Sloane and Violet come from very different socioeconomic backgrounds. Having grown up poor and still struggling financially as an adult, Sloane envies Violet’s expensive clothes and opulent lifestyle. Violet, wealthy from birth, feels alienated by the materialist trappings of her life. In contrasting how their class status and material lifestyle shape their sense of self, the novel exposes the impact of consumerism on identity.


Sloane can’t afford the clothes that Violet wears, which prevents her from feeling like she can be Violet’s social equal. Commenting on Violet’s outfit in Chapter 4, Sloane says, “It makes her look cool, like one of the girls I always longed to sit with at lunch in high school” (60). Violet is the “cool” person, while Sloane is the outcast.
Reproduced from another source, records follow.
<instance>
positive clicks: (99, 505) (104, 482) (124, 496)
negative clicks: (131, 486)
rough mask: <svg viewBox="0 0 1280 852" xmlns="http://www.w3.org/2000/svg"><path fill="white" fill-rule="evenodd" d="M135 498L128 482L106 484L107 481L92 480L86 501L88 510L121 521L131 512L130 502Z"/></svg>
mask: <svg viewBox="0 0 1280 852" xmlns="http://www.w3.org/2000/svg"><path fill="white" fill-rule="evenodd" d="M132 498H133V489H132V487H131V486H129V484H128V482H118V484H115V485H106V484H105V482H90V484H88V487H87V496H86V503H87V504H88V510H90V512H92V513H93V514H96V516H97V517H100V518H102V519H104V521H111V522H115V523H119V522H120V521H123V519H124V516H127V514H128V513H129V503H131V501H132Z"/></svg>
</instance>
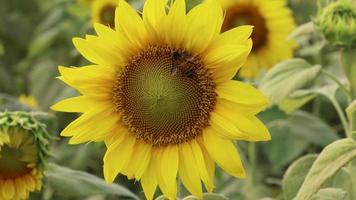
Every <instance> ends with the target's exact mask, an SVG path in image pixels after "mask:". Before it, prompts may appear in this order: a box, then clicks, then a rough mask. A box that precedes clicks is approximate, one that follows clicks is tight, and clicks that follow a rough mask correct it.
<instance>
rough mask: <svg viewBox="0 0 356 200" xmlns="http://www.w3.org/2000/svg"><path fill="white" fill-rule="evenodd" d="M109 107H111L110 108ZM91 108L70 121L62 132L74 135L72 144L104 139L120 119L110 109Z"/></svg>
mask: <svg viewBox="0 0 356 200" xmlns="http://www.w3.org/2000/svg"><path fill="white" fill-rule="evenodd" d="M108 109H109V108H108ZM108 109H104V110H96V109H93V110H90V111H89V112H86V113H84V114H82V115H81V116H80V117H79V118H77V119H76V120H74V121H73V122H72V123H70V124H69V125H68V126H67V127H66V128H65V129H64V130H63V131H62V132H61V135H62V136H64V137H70V136H73V138H72V139H71V140H70V143H71V144H79V143H83V142H88V141H97V140H102V139H104V137H105V136H106V135H107V134H108V133H110V132H111V131H112V129H113V128H114V127H115V125H116V124H117V122H118V120H119V116H118V115H117V114H112V113H111V111H110V110H108Z"/></svg>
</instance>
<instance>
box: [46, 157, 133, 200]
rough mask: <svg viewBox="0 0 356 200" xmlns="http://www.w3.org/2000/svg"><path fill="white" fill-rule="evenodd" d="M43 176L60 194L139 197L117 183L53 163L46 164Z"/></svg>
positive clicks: (73, 195) (57, 192) (67, 195)
mask: <svg viewBox="0 0 356 200" xmlns="http://www.w3.org/2000/svg"><path fill="white" fill-rule="evenodd" d="M45 177H46V181H47V182H48V184H49V186H50V187H51V188H52V189H53V191H54V192H55V193H56V194H58V195H60V196H65V197H77V198H83V197H88V196H93V195H99V194H104V195H115V196H118V197H126V198H130V199H136V200H138V199H139V198H138V197H137V196H136V195H135V194H133V193H132V192H130V191H129V190H128V189H126V188H124V187H122V186H120V185H118V184H110V185H109V184H106V183H105V182H104V181H103V180H102V179H100V178H98V177H95V176H93V175H91V174H88V173H85V172H81V171H75V170H72V169H69V168H66V167H61V166H58V165H56V164H53V163H51V164H50V165H49V166H48V170H47V171H46V172H45Z"/></svg>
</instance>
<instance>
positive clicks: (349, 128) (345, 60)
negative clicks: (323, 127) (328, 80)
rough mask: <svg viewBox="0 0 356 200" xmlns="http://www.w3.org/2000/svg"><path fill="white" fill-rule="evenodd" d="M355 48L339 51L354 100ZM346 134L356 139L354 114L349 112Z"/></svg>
mask: <svg viewBox="0 0 356 200" xmlns="http://www.w3.org/2000/svg"><path fill="white" fill-rule="evenodd" d="M355 55H356V48H345V49H344V50H343V51H342V52H341V63H342V67H343V70H344V73H345V75H346V77H347V79H348V81H349V83H350V96H351V101H350V102H353V101H355V100H356V57H355ZM348 117H349V127H348V136H349V137H350V138H354V139H356V114H355V113H351V114H349V116H348Z"/></svg>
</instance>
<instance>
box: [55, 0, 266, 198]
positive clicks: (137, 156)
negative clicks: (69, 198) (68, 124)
mask: <svg viewBox="0 0 356 200" xmlns="http://www.w3.org/2000/svg"><path fill="white" fill-rule="evenodd" d="M166 7H167V6H166V1H165V0H147V1H146V2H145V5H144V9H143V13H142V18H141V17H140V15H139V14H138V13H137V12H136V11H135V10H134V9H132V8H131V7H130V6H129V5H128V4H127V3H126V2H124V1H120V3H119V6H118V8H117V10H116V16H115V25H116V27H115V30H112V29H111V28H108V27H106V26H103V25H101V24H95V30H96V32H97V34H98V36H86V38H85V39H81V38H74V39H73V42H74V45H75V46H76V48H77V50H78V51H79V52H80V53H81V54H82V55H83V56H84V57H85V58H86V59H87V60H89V61H90V62H92V63H94V64H92V65H89V66H84V67H79V68H76V67H62V66H60V67H59V72H60V77H59V79H61V80H62V81H63V82H65V83H66V84H68V85H69V86H71V87H74V88H76V89H77V90H78V91H79V92H80V93H81V94H82V95H81V96H78V97H73V98H69V99H66V100H63V101H61V102H59V103H57V104H55V105H54V106H52V109H54V110H57V111H63V112H80V113H83V114H82V115H81V116H80V117H79V118H77V119H76V120H75V121H73V122H72V123H71V124H69V125H68V126H67V127H66V128H65V129H64V130H63V131H62V133H61V135H62V136H65V137H71V139H70V140H69V143H71V144H78V143H84V142H89V141H104V142H105V144H106V146H107V151H106V154H105V156H104V177H105V180H106V181H107V182H108V183H111V182H113V181H114V179H115V177H116V176H117V175H118V174H119V173H121V174H124V175H126V176H127V177H128V178H130V179H136V180H140V181H141V184H142V187H143V190H144V193H145V195H146V198H147V199H152V198H153V196H154V193H155V190H156V187H157V185H158V186H159V187H160V189H161V191H162V192H163V194H164V195H165V196H166V197H168V198H169V199H175V197H176V192H177V186H176V184H177V182H176V181H177V177H179V178H180V179H181V180H182V183H183V184H184V185H185V186H186V188H187V189H188V190H189V191H190V192H191V193H192V194H194V195H195V196H197V197H198V198H201V197H202V192H203V189H202V185H201V182H203V183H204V185H205V188H206V190H207V191H212V190H213V188H214V173H215V172H214V170H215V163H217V164H218V165H219V166H220V167H221V168H223V169H224V170H225V171H227V172H228V173H230V174H231V175H233V176H235V177H241V178H243V177H245V171H244V168H243V165H242V162H241V160H240V156H239V153H238V151H237V149H236V147H235V145H234V143H233V141H232V140H234V139H238V140H246V141H265V140H269V139H270V134H269V132H268V130H267V129H266V127H265V126H264V125H263V123H261V122H260V121H259V120H258V119H257V118H256V117H255V115H256V114H257V113H258V112H260V111H261V110H262V109H264V108H265V106H266V105H267V99H266V97H265V96H263V95H262V94H261V93H260V92H259V91H258V90H257V89H255V88H254V87H252V86H250V85H247V84H245V83H242V82H238V81H232V80H231V79H232V77H233V76H234V75H235V74H236V72H237V71H238V70H239V68H240V66H241V65H242V64H243V63H244V62H245V60H246V57H247V55H248V54H249V52H250V50H251V48H252V41H251V39H249V37H250V35H251V33H252V27H251V26H241V27H237V28H234V29H231V30H230V31H227V32H225V33H223V34H220V30H221V26H222V23H223V10H222V8H221V5H220V4H219V3H218V2H217V1H207V2H204V3H202V4H199V5H197V6H196V7H194V8H193V9H192V10H190V12H189V13H186V10H185V8H186V5H185V1H184V0H176V1H175V2H174V3H173V4H172V5H171V7H170V8H169V9H168V11H167V12H166ZM206 22H209V23H206Z"/></svg>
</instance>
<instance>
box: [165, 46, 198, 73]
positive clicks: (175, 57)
mask: <svg viewBox="0 0 356 200" xmlns="http://www.w3.org/2000/svg"><path fill="white" fill-rule="evenodd" d="M194 61H195V58H194V56H192V55H189V54H188V53H185V52H181V51H173V52H172V68H171V75H172V76H175V75H177V73H181V74H182V75H183V76H186V77H188V78H193V77H194V74H195V67H196V64H195V62H194Z"/></svg>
As Violet has more resources, she can purchase a “cool” identity. In response, Sloane makes some attempts to keep up, such as buying an $85 hat that Violet has. Violet knows that Sloane wants to emulate her, and uses materialism as a way of luring Sloane into her revenge plot. Once Violet gives Sloane piles of her clothes, other people are fooled into thinking Sloane is Violet. In this sense, materialism and consumerism can allow someone to fake their personal and class identity. Sloane eagerly embraces these material comforts, believing they give her the glamor and status she has always longed for.


By contrast, Violet seeks liberation through rejecting the outward materialism of her life. Violet complains that she has spent her marriage to Jay feeling pressured to project a “curated” image of a glamorous, sexy wife. Instead of feeling empowered by such consumerism, as Sloane does, Violet feels trapped. It is only when Violet starts wearing Sloane’s clothes that Violet feels unburdened. As Sloane, Violet says, “[F]or the first time in I can’t remember how long, I’m not dressing for someone else. I don’t care what anyone thinks when they look at me” (366). Violet inverts consumption and identity, dressing in clothes that don’t suggest wealth so she can be someone who is less conspicuous and carry out her revenge.


The socioeconomic and material imbalances between Violet and Sloane thus initially affect their dynamic by creating a power imbalance: Violet lures Sloane in with her glamor and wealth to try to murder her. However, the novel’s ending suggests that both women have now reconciled their identities with their socioeconomic status and consumerist habits: In sharing both identity and wealth, each woman can equally enjoy her lifestyle.